THE PROBLEM of underfunded city schools, soberly addressed in "Won't Back Down," gets slightly different treatment in "Here Comes the Boom."

THE PROBLEM of underfunded city schools, soberly addressed in "Won't Back Down," gets slightly different treatment in "Here Comes the Boom."

This one stars Kevin James as a high school teacher who moonlights on the underground mixed martial arts circuit to raise money for another teacher (Henry Winkler) and his endangered music program.

A problem with "Won't Back Down" was its surplus of speeches and exposition. You won't get any of that in "Boom," a good-natured, family-friendly film that trades largely on James, a talented physical comedian, getting bounced around the ring.

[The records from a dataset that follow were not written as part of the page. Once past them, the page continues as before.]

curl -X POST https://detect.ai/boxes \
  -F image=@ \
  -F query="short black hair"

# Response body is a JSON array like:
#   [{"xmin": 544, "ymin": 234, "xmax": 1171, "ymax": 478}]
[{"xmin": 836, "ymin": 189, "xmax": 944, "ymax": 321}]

The movie has been compared to "Warrior," but its story of a goofball fighting on behalf of children really owes more to "Nacho Libre," ("When you are a man, sometimes you wear stretchy pants.").

>James is in his element here - getting the stuffing kicked out of him in low-rent, chicken wire venues, slowly rediscovering a talent (his character, like James himself, is a former high school wrestler), rediscovering his commitment to teaching and using his notoriety to impress the school nurse (Salma Hayek), who probably has the education system's largest backlog of boys with sore throats.

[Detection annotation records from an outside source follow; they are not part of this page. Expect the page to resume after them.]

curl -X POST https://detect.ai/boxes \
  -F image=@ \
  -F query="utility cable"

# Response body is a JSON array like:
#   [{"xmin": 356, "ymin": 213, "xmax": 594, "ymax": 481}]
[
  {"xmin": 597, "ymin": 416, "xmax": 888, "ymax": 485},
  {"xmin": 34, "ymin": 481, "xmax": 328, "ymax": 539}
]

James gets a lot of help from a large ensemble, led by Bas Rutten, a former MMA star who becomes the teacher's trainer. The two have great chemistry, as they should - Rutten is James' trainer in real life.

Rutten is a natural ham, and his off-kilter, upbeat, Euro-kook personality is one of the movie's wild cards, and keeps a story that relies heavily on formula from being stale.

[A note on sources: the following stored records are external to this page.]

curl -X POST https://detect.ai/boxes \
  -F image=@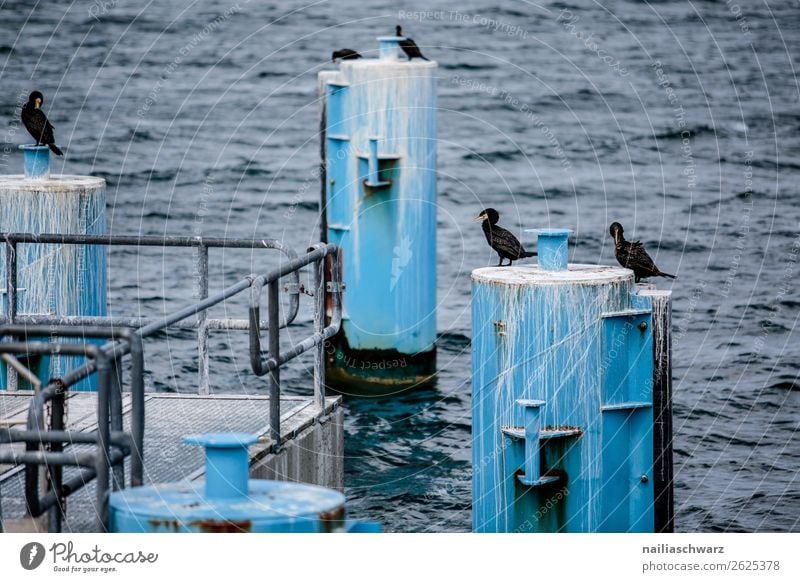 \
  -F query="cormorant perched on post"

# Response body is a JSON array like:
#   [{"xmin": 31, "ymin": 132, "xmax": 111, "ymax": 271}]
[
  {"xmin": 331, "ymin": 49, "xmax": 361, "ymax": 63},
  {"xmin": 21, "ymin": 91, "xmax": 64, "ymax": 156},
  {"xmin": 475, "ymin": 208, "xmax": 536, "ymax": 267},
  {"xmin": 609, "ymin": 222, "xmax": 677, "ymax": 283},
  {"xmin": 395, "ymin": 25, "xmax": 430, "ymax": 61}
]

There are generous and offbeat supporting turns for James' brother, Gary Valentine, and for the Neil Diamond song ("Holly Holy") that becomes the teacher's calling card in the ring, after he discovers that rapper Nelly's "Boom" belongs to a bigger, stronger fighter.

"Here Comes the Boom" ends up in Las Vegas, with a big-money winner-take-all match that could solve all the school's problems, or end the teacher's life. Here, the screenplay could have learned something form the original "Rocky," but no biggie. In the movie's context of harmless wish-fulfillment, tapping out is out of the question.